I haven't actually used Swing's accessibility facilities in my applications (and I probably should), but I presume that it will aid in the use of screen readers and other technologies which to improve the accessibility of an application.

From the Accessibility and the Swing Set article:

If an application fully supports the Java Accessibility API, it can be compatible with, and friendly toward, screen readers, screen magnifiers, and other kinds of assistive technologies.

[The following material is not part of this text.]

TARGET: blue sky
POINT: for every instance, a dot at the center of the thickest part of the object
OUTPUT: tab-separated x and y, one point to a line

The linked article goes in to some depth about the accessibility features of Swing and the Accessibily API.

coobird
Thank you, I haven's thought of screen readers and further third-party apps.
ivan_ivanovich_ivanoff
A: 

Hello, As pointed out the accessible information is used to expose information to assistive technologies such as screen readers (in short as a blind computer user I use a screen reader to gather useful information about what control has focus and other useful things happening in a application and then for it to speak it out to me. Examples of screen readers are NVDA www.nvda-project.org for windows, Orca http://live.gnome.org/Orca for the gnome desktop on unix platforms and voiceover included by default in MacOSX). For a number of standard controls which contain text you may be able to get away without having to explicitly set accessible information (eg. if you have a button with the text word "OK" then this probably will be spoken fine by a screen reader. The importance of setting accessible information comes in when you have no text showing (eg. a button with a graphic label) or when you are developing a custom control (from memory without going back through some of the Java swing docs, I think the accessible name is to identify the control and accessible description is to provide extra information, may be a clue as how to use it if its a custom control).

Now if you wish to see how this works, NVDA and Orca are opensource projects and voiceover is included in MacOSX 10.4 (I think) and higher, so you can try one of these at no cost (unlike some of the commercial offerings which can be very expensive).